06.火と風のロンド
ブロードは、高等魔術を生徒や兵士の前で披露する。火と風のロンド。そのすさまじさに、バーリントンは息を呑んだ。
ブロードのマントの下から現れたのは、銀製の杖だった。円筒形で、指先から肘までくらいの長さしかない。『杖は長ければ長いほどカッコがつく』という生徒たちの風潮に逆らって小ぶりな形状をしていた。
彫刻や刻印といった装飾は一切なく、それもまた魔術師の杖としては異例なものだった。
矢の雨が叩きつけるなか、彼はゆっくりした動きで杖を握った片手を上げた。
マナがブロードの杖の先に吸い寄せられていくのを感じる。まるで宇宙空間に空いていると言う無限の穴のように、貪欲にマナを吸い集めていく。
「こんな大量のマナを集めて消費し切れるのか⁉︎」
バーリントンは我知らず驚愕の声を上げた。
マナは、精霊を呼び起こす。
赤い輝きは火の精霊、緑の輝きは風の精霊の存在をほのめかしている。
並の魔術師が操れるのは一つの元素のみ。
だが、ブロードの杖の先には赤と緑の輝きがうずまいていた。
――これは火と風の混成魔術だ。
冠位魔術師のみが扱える高等魔術――その奇跡をバーリントンははじめて目の当たりにする。
火と風の力が混じり合う。
杖の先端を中心に、膨大な熱と暴風とがひとつに収束する。
バーリントンの頬を熱風がかすめる。
蛮族の潜む樹木を揺さぶる。
魔力のない者たちにもその恐ろしさが分かるのだろう。勇猛果敢で知られた戦士たちも、武器を放棄して逃亡の態勢を取り始めた。
しかし、すでに遅いのだ。
「巻き起こせ、火と風のロンド」
遠くで口にされたはずのその言葉は、なぜかバーリントンの耳にもはっきりと届いた。
ブロードの杖の先から半球状の光が巻き起こった。膨張しつつ、熱風を振りまきながら、あたり一帯に広がった。
「熱っっ!」
アンディゴが目を閉じた。遠くで見ているバーリントンたちの目にも光線が突き刺さってくる。
百の落雷が同時に巻き起こったかのような轟音が鳴り響いた。
バーリントンは、悲鳴をあげて床に伏せたアルマの手を握る。彼女は強く握り返した。
熱波にも負けず、バーリントンは目を閉じぬよう目の前の光景に食い下がった。見届けねばならない。
学友の姿を。
冠位持ちの勇士の姿を。
ブロードの爆発はあたり一体を灰と化した。黒ずんだ焼け野原が、黒ずんだ森が目の前に広がっていた。
二百人もいた蛮族の戦士たちは残らず灰にされ、息をすって吐くほどの間をおかず、塵芥と化して風の中に消えていった。
「魔術ってのはこんなに恐ろしいものなのかい」
アンディゴは声を震わせていた。蛮族の襲撃にも動じなかった男が今や怯えきっている。
「言ったでしょう、彼は例外的」
アルマは丸太敷きの床から起き上がった。
「冠位半月級第五階梯の魔術師。でも、年齢が成人に達していないからそこに留まっているだけ。本来なら最高階位の太陽級にいたっておかしくないひとなんだよ。彼こそ国祖にして偉大なる大魔術師アラバードの生まれ変わりだと思うの!」
再び空からファイアバードが姿を見せた。
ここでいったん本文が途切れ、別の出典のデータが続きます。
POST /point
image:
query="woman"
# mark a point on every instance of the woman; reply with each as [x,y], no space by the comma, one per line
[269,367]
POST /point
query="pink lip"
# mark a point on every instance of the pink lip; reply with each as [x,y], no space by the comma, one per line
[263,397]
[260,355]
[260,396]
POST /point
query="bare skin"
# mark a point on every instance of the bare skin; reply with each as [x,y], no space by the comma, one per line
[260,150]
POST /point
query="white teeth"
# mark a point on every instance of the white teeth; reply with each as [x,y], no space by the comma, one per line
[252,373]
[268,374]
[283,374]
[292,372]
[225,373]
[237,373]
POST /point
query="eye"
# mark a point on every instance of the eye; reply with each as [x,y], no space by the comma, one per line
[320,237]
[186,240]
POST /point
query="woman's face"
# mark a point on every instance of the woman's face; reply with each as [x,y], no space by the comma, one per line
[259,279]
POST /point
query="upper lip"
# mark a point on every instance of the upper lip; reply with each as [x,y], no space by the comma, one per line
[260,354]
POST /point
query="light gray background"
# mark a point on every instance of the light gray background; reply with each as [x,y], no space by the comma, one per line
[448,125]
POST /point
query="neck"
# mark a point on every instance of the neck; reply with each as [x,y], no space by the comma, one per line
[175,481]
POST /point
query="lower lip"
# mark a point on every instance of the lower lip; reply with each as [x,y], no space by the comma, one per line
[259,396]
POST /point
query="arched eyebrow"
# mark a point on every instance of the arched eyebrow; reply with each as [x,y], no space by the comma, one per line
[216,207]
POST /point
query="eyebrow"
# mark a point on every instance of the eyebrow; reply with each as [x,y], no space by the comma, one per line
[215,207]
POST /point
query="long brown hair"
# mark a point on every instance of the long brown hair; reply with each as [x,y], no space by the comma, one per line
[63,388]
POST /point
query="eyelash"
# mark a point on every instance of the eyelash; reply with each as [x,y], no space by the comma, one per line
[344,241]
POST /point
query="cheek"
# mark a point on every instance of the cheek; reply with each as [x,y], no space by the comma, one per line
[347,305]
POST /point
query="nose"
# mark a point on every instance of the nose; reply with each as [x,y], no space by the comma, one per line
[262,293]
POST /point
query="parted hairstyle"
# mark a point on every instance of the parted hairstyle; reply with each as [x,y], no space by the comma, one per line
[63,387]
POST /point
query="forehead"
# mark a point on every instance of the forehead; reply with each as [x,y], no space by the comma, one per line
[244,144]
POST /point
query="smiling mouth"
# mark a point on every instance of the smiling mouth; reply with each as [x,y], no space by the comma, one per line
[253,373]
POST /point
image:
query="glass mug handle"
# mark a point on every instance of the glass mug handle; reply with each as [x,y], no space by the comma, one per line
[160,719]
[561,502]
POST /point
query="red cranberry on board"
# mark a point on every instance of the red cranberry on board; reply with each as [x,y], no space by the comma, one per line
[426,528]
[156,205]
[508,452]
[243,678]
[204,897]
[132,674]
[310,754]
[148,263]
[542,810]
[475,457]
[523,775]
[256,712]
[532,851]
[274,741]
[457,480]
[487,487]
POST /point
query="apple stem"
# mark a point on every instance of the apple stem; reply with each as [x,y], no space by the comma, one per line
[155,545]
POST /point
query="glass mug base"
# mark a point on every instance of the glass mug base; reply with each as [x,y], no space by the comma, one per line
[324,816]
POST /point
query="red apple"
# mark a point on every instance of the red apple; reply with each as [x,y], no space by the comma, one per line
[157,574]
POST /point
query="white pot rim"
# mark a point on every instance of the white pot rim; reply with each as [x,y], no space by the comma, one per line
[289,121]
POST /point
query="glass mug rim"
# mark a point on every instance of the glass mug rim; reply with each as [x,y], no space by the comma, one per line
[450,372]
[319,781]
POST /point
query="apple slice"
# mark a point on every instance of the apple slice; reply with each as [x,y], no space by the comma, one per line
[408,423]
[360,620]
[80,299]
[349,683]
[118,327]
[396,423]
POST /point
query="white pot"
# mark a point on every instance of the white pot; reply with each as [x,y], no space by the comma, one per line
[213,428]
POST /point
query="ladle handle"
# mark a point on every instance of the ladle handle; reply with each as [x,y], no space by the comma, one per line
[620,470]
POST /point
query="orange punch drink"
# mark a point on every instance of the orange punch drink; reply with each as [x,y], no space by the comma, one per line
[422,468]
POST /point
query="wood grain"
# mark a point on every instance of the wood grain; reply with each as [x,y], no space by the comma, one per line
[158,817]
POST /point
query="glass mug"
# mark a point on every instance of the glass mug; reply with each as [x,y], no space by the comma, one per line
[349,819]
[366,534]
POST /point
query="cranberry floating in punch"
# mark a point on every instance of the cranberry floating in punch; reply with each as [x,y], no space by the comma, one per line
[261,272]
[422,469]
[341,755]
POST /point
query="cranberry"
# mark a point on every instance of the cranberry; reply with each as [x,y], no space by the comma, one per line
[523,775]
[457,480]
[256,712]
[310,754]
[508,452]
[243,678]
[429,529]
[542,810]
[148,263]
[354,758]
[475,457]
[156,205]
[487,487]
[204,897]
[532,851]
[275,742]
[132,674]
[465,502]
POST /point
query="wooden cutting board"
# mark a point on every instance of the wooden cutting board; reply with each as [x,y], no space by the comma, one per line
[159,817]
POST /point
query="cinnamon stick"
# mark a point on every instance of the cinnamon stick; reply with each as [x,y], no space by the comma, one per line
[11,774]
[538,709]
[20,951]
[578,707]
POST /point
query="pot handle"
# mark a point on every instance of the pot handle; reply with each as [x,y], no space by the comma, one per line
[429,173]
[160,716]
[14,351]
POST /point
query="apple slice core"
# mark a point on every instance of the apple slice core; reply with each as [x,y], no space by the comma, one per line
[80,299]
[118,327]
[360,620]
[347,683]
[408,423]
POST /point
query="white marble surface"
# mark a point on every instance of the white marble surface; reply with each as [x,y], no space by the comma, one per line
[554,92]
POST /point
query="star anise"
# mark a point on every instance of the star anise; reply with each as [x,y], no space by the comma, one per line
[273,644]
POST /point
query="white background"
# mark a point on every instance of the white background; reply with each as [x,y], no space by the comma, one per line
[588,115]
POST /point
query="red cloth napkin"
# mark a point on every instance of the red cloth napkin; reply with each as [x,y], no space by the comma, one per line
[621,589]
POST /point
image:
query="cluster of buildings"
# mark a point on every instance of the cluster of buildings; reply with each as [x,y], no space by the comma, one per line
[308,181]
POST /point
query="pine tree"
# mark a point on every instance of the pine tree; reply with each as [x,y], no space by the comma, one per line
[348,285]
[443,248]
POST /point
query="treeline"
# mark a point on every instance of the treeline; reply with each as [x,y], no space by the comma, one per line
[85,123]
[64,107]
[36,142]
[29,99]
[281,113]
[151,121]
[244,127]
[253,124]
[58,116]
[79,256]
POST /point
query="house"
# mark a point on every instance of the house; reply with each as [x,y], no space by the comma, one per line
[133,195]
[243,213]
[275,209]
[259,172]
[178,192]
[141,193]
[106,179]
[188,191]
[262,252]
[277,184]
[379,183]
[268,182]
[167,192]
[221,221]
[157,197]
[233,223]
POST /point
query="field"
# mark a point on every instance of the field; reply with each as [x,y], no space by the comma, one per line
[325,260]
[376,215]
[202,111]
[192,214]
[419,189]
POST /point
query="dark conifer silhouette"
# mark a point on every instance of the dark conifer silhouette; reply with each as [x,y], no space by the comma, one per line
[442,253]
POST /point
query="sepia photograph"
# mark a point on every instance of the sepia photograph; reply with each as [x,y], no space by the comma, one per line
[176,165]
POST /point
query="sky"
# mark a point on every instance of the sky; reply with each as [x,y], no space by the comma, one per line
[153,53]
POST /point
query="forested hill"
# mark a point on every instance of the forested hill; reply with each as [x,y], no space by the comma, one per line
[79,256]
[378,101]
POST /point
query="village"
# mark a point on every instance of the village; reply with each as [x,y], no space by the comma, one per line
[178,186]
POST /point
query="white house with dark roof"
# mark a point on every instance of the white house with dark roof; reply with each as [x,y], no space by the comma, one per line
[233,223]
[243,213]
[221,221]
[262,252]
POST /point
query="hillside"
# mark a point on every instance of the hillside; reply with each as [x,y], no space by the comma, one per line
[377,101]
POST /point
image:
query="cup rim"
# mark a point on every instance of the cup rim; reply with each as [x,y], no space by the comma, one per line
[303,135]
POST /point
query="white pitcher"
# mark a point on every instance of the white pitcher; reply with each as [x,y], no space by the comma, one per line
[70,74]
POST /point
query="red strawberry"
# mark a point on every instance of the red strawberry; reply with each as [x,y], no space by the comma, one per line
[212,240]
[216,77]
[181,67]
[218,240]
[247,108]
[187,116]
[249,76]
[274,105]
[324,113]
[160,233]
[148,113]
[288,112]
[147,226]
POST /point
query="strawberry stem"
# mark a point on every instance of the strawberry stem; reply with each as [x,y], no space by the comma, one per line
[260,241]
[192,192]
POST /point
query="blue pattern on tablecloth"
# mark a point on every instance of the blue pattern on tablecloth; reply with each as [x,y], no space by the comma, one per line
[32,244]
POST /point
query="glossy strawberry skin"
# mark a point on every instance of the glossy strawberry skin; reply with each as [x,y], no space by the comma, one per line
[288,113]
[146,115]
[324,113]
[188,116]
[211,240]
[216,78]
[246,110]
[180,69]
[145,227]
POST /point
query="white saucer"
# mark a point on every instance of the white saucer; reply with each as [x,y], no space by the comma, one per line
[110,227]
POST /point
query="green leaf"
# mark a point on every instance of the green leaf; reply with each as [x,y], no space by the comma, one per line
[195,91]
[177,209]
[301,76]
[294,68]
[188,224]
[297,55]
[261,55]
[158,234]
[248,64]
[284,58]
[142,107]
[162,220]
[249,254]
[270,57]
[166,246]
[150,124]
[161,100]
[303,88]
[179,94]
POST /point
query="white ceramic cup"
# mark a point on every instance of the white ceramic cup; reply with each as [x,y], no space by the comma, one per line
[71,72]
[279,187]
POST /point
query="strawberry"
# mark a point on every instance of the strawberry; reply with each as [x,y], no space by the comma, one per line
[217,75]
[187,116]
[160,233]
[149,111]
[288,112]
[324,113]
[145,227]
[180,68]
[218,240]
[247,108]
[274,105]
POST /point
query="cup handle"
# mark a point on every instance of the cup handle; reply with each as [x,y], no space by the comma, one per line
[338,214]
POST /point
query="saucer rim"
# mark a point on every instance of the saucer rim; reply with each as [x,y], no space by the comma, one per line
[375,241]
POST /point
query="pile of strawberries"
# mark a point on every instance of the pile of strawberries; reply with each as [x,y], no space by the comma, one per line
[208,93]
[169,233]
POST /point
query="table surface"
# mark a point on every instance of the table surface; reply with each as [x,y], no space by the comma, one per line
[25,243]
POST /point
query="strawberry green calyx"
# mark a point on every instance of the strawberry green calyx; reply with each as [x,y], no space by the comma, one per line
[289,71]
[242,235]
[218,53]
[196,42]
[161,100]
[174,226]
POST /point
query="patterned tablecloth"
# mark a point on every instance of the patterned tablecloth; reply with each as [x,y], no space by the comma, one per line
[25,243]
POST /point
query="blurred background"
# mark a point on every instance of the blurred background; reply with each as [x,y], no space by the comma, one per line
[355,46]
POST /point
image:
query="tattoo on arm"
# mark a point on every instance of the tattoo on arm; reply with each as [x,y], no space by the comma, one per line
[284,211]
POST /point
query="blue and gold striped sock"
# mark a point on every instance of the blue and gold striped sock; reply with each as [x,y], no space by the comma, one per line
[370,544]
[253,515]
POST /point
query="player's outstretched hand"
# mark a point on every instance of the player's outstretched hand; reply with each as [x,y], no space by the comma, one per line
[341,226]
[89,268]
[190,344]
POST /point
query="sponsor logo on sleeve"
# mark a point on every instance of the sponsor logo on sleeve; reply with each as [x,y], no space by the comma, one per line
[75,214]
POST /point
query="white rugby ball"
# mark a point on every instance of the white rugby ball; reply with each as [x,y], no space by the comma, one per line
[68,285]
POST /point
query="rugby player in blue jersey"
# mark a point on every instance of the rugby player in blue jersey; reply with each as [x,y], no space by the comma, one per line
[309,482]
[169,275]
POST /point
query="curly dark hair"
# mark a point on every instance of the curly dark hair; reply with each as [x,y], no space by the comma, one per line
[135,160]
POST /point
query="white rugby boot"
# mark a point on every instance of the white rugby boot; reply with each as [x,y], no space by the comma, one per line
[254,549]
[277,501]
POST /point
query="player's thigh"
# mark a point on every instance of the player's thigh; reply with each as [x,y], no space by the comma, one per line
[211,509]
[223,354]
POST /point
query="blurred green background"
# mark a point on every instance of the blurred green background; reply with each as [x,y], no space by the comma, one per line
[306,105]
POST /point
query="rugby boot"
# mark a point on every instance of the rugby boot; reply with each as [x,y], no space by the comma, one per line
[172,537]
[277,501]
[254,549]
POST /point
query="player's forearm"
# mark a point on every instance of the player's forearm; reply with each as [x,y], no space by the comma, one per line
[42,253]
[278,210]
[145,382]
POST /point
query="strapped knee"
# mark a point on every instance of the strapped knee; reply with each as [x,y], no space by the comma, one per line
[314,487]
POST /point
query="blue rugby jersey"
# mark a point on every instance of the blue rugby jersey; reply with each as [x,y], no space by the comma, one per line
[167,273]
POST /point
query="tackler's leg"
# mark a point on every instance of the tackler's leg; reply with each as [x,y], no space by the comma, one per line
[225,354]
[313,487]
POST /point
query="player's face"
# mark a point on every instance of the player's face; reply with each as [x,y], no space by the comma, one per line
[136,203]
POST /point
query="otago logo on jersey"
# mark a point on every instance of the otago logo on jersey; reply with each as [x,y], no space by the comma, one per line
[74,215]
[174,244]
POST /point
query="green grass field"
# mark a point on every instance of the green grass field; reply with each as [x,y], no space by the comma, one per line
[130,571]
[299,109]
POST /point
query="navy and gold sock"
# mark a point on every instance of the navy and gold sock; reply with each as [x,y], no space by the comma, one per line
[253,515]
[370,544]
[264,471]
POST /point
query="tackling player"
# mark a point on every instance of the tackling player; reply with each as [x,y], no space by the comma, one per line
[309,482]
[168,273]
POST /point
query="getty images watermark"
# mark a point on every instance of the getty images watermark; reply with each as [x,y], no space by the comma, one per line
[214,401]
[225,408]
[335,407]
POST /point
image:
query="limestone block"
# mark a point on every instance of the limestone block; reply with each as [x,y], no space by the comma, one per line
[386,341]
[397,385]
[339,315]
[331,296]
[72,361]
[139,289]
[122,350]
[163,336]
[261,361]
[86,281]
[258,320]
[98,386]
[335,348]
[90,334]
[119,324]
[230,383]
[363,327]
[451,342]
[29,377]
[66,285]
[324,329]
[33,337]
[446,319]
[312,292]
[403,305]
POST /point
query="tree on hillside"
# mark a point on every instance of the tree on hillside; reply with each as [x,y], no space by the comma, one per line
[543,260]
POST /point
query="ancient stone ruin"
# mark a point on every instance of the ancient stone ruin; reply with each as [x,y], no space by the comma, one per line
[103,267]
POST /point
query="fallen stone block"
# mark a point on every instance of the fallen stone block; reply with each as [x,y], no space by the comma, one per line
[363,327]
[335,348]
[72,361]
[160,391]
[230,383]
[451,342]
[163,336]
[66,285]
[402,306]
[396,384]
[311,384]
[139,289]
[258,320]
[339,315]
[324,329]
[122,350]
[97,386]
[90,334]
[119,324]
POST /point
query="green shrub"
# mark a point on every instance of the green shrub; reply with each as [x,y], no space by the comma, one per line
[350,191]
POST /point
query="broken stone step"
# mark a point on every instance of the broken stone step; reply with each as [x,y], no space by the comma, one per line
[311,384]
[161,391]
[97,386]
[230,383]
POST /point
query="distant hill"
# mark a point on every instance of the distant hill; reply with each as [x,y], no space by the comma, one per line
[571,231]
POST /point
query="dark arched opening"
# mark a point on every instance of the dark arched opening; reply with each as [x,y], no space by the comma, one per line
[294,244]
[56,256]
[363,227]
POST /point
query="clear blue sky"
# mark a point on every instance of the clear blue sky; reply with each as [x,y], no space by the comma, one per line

その頭を地にふせると、ブロードが背にまたがるのを待つ。ブロードを乗せて、ファイアバードは学院のある首都の東へと飛んでいった。
「ファイアバードが奥に潜む蛮族も焼き殺してきたんだろう。これでもうボクたちの任務も終わりだよ」
国境に迫った蛮族は倒された。義勇兵の任務は終わった。
そうか、終わったのか。
あっけないものだ。
バーリントンは思った。
これから長い時間をかけて、うちに帰るのだ。両方の手のひらを広げる。兵士と自分の血で汚れていた。
戦は終わった。これから長い距離をバーリントンは戻ることになる。その後すぐに、ブロードは王より勲章をたまわるのだろう。